CYIFF CEO, Petra Terzi, describes how the event facilitates the growth of indigenous film-making.

“We are trying to help innovative film expression form and script wise, to prosper, and to include as many films directed by upcoming directors as possible. We have been witnessing during our editions, submissions from many talented Cypriot filmmakers,” she says, outlining the aims of the ‘Nostimon Imar’ section which is designed to showcase the films of Cypriots living overseas.

“We thought that we should create a special section for these people. They are young, talented and prosperous – the next best thing in filmmaking,” she adds. “The fact that the festival is located in Cyprus we thought that bringing Cypriot filmmakers ‘back to their origins’ was a way to thank people of Cyprus for attending and loving this event.”

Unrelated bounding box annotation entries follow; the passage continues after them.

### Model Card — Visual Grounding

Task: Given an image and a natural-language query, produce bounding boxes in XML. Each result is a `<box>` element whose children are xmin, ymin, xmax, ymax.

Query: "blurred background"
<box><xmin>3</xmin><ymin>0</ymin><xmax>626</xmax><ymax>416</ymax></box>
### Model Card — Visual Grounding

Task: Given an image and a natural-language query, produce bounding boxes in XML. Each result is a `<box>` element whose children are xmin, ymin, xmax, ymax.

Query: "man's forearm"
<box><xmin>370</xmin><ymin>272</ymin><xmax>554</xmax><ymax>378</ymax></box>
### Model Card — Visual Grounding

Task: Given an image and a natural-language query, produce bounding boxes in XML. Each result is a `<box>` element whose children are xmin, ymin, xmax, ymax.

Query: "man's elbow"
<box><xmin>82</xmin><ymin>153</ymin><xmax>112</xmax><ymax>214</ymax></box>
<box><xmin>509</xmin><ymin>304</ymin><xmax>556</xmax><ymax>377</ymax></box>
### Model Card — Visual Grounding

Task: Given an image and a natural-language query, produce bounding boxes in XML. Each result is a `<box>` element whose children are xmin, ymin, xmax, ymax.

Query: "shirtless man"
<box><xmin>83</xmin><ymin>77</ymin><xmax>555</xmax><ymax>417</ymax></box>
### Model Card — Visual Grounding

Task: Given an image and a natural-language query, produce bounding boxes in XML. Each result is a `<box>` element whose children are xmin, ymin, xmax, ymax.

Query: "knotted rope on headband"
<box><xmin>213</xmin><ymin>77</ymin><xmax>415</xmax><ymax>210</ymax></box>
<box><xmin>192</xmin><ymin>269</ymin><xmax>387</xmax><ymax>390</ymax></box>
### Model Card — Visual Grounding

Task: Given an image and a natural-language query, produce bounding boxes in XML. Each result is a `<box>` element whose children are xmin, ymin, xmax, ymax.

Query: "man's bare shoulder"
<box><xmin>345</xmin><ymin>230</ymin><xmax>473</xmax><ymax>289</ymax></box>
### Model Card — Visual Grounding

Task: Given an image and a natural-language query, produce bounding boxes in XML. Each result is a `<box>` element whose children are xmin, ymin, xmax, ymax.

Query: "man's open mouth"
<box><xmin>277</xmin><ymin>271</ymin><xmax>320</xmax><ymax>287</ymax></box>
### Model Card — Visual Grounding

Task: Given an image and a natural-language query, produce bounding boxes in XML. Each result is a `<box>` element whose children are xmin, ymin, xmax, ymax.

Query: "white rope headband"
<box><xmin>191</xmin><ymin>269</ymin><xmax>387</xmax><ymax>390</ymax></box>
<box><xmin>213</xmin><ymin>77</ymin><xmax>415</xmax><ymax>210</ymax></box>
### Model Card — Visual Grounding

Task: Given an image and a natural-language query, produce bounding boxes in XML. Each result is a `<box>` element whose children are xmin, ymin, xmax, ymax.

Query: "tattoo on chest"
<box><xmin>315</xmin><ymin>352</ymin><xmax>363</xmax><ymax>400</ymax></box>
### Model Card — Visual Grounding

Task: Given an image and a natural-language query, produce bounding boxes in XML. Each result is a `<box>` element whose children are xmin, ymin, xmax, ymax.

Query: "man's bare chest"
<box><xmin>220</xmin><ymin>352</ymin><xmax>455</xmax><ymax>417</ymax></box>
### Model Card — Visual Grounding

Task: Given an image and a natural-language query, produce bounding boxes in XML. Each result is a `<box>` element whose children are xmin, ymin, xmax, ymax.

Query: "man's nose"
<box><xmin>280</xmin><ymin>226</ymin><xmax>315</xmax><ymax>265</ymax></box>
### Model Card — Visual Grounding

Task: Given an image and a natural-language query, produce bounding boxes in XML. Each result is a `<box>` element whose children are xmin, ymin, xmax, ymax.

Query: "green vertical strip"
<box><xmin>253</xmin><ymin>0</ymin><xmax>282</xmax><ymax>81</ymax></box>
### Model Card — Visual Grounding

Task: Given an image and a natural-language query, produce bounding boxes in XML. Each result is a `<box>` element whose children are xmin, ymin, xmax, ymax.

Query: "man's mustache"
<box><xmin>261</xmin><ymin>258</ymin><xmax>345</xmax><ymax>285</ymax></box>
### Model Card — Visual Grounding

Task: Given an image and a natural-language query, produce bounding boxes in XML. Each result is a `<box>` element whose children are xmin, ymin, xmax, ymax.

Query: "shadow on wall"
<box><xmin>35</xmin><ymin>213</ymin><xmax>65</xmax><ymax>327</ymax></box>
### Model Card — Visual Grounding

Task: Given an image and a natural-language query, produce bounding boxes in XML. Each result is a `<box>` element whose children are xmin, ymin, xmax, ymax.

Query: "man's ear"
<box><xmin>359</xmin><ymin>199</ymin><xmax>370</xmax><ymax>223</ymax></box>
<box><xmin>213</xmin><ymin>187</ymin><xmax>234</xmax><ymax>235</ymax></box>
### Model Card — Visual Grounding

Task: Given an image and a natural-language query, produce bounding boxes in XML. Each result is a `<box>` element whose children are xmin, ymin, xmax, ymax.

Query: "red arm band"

Terzi predicts a positive future for the local film industry.
“I can say that there are many talented people, and people willing to promote and help them grow so I think it is a matter of time to see the results of this blossoming, which is happening right now,” she confirms.

The industry traces its history to the Cypriot film-makers who began attending the British funded ‘Colonial Film Unit’ during the 1940s. The country’s first independent production, entitled Roots, was released in 1958, spawning a series of award-winning short films by pioneers such as Ninos Fenwick Mikellidis and George Lanitis.

Feature-length movies followed in the 1960s, including those of Michalis Cacoyannis, director of Oscar nominated films Zorba the Greek and Elektra.

Continued division of Cypriot communities has naturally inspired a legion of documentaries and films, from Elias Demetriou’s Pyla- Living Together Separately, to Parallel Trips and Camur, from the partnership of Turkish-Cypriot Dervis Zaim, and Greek-Cypriot Panicos Chrysanthou.

The pair fell victim to political interference from the Papadopoulos administration when it attempted to censor their co-produced, bi-communal love story, Akamas, demanding its withdrawal from the 2006 Venice Film Festival over the inclusion of a scene in which a Greek Cypriot is executed by members of EOKA resistance in a church during Good Friday mass.

Earlier this year, the Ministry of Education and Culture (MOEC) pledged more support for domestic film-makers in an effort to promote the island and its culture through film, documentary and animation. Applicants are required to fulfil MOEC criteria, for example, by making films in Greek or Turkish language featuring culturally relevant Cypriot characters, to qualify for grants of up to €43,000 under the scheme.

CYIFF is one of a growing number of Cyprus festivals dedicated to the big screen. Annual events include ‘Cyprus Film Days’ and the ‘International Documentary Film Festival’ in Limassol, Nicosia’s ‘Famagusta Film Festival’ and ‘Pantheon International Xperimental Film & Animation Festival,’ and the ‘Countryside Documentary and Animated Film Festival’ held in Platanisteia every August.